Выбрать главу

Не следует думать, однако, что Чуковский заметил лишь то, что бросается в глаза каждому внимательному читателю. Нет, бунинское «любование красками» для критика лишь отправной пункт его размышлений. Бунинский пейзаж он рассматривает в движении, за бесстрастными красками описаний он видит глубокое лирическое чувство, которым одухотворены его лучшие стихотворения («Одиночество», «Балагула», «Сапсан» и другие). Для них характерны гармоничность, классическая ясность.

«Здесь самая суть его литературной позиции. Всем своим творчеством он (Бунин. — В. К.) противостоит модернизму, мистицизму, символизму, акмеизму, футуризму и прочим современным течениям, направлениям и веяниям…» [43].

Так, развивая частное наблюдение, Чуковский пишет портрет раннего Бунина. Это портрет психологический. Однако подмеченные черты дарования Бунина — «редкостное, почти нечеловеческое» зрение и «необыкновенно хваткая» память — не забыты. Они вновь и вновь изучаются, но уже в другой перспективе.

Не следует думать, что в основе критических этюдов Чуковского лежат лишь непосредственные впечатления. В письме к Горькому (1920–1921) он обосновал свой метод:

«Я затеял характеризовать писателя не его мнениями и убеждениями, которые ведь могут меняться, а его органическим стилем, бессознательными навыками творчества, коих часто не замечает он сам. Я изучаю излюбленные приемы писателя, его пристрастие к тем или иным эпитетам, тропам, фигурам, ритмам, словам и на основании этого чисто формального, технического разбора делаю психологические выводы, воссоздаю духовную личность писателя…»

8

Замечая и объясняя по-своему чувства, мысли, характерные подробности, Чуковский изучал писателя как явление. Его глубоко интересовало, например, явление банальности, о котором были написаны его известные статьи «Вербицкая», «Лидия Чарская», «Нат Пинкертон» и другие.

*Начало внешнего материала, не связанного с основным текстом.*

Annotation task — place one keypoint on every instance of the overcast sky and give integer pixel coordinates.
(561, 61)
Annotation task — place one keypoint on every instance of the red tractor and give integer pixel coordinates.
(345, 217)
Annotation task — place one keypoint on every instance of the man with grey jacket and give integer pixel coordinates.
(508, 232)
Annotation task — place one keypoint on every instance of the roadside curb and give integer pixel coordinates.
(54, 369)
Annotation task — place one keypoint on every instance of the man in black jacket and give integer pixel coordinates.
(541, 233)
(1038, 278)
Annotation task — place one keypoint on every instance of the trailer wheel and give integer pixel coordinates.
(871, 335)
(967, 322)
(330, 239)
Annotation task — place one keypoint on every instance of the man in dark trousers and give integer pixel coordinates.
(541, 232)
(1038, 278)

Здесь нужно сказать о двух на первый взгляд противоречивых свойствах его характера.

Приканчивая, иногда одним метким ударом, литературное существование мнимых писателей, достигших подчас всероссийского успеха, он был всегда окружен молодыми талантами. Широко известно, как он убедил Тынянова написать «Кюхлю», угадав в историке литературы выдающегося романиста. Если бы не Корней Иванович, штурман дальнего плавания Борис Житков не стал бы автором «Виктора Вавича» и «Морских историй».

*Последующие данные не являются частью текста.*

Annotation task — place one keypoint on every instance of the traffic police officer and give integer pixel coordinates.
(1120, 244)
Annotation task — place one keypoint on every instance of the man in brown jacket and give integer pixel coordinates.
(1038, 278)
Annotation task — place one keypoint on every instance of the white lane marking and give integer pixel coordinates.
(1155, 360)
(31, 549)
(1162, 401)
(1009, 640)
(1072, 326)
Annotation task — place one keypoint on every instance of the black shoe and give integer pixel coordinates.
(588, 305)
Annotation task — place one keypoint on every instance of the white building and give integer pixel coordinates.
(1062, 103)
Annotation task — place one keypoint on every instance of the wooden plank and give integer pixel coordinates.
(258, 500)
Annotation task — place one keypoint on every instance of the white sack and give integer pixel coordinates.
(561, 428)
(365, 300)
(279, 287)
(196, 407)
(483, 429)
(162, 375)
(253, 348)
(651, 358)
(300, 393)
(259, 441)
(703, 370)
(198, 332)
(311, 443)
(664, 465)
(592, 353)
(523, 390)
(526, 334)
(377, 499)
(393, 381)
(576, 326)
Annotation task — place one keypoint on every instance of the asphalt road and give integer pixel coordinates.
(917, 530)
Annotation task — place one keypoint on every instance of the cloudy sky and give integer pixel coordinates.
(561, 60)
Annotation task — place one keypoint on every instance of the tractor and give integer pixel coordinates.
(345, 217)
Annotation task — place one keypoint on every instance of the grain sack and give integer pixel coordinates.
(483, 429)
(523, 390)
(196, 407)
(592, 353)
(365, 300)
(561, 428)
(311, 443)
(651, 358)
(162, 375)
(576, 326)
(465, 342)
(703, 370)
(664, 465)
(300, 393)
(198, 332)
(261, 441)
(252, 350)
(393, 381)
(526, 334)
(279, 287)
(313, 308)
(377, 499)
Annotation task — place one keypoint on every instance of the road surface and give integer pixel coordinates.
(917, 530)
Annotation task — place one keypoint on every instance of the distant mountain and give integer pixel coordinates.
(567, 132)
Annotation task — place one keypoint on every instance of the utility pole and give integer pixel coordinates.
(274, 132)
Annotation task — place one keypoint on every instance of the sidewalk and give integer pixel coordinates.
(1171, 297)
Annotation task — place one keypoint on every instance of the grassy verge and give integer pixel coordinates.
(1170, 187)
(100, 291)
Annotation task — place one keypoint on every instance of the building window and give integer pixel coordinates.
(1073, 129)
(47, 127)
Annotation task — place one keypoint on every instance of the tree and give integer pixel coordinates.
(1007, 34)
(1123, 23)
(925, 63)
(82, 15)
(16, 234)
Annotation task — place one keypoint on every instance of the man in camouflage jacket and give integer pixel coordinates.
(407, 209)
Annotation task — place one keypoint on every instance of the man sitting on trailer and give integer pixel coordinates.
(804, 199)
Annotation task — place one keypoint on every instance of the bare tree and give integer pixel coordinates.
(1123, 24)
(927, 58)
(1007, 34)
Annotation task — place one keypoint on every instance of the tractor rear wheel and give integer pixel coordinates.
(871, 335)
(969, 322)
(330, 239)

У Чуковского был кристаллически строгий, безошибочный вкус, различавший фальшивую ноту, как бы заманчиво она ни звучала. Он ловил ее на лету, и начиналась неутомимая, последовательная, беспощадная работа. Я бы сказал мягко-беспощадная. Своей мягкостью, добротой, любовью к людям он поступался лишь в тех случаях, когда пошлость являлась с мечом в руках, требующая признания.

Важно отметить, что отношения между Чуковским и авторами, произведения которых он оценивал уничтожающе резко, не изменялись: друзья оставались друзьями, враги — врагами. Статью его «Леонид Андреев» мало назвать разгромной: «Царь Голод», «Анатэма», «Жизнь человека» и другие произведения Андреева разорены, опустошены в статье Чуковского с бешеным темпераментом, остротой и размахом.

Вот что он пишет, упрекая Андреева в «афишности, площадной эстетике»:

«Он засучил рукава, схватил помело и лихо, размашисто, на широчайших каких-то заборах мажет, малюет, и как красна у него красная краска, и что за огромные буквы проходят через всю афишу:

ШОКОЛАД И КАКАО

Нет, не шоколад и какао, а

ЦАРЬ ГОЛОД

ЧЕРНЫЕ МАСКИ

Но ведь это, в сущности, все равно. Часто я стою перед заборами, где расклеены создания этой швабры» [44].

Последовательно доказав, что Андреев «мыслит афишами», что он «гений площадного искусства», Чуковский утверждает, что «к андреевским персонажам мысли привязаны как будто бечевкой — и каждому по одной» [45].

Герои Леонида Андреева, по его мнению, не только «перекошенные души и перекошенные лица». Это химеры, чудовища, шарж, буффонада — всякое нарушение пропорций и норм.

«…Вселенная точно наелась какого-то дурмана, сорвалась с последних петель и вся целиком… строит художнику безумные рожи… Все, чего он ни коснется, превращается в рожу. Мы уже видели у Андреева рожи-души и рожи-тела, а самые темы его разве не кажутся рожами?..»

Как же встретил Андреев эту статью, лишь на последних страницах которой критик признает его заблудившийся, но сильный талант? Как отнесся он к этому фронтальному нападению, к этому всенародному поношению? Вот какое письмо послал он Чуковскому по поводу первой наиболее резкой половины статьи:

«Насчет дальнейшего не знаю, а что помело — то помело. И даже швабра, это верно. Я очень рад, что Вы так — именно так — поняли вещь [пьесу „Царь Голод“]. Я крайне заинтересован взглядом на вещь столь неожиданным и своеобразным. И по существу, кажется, верным».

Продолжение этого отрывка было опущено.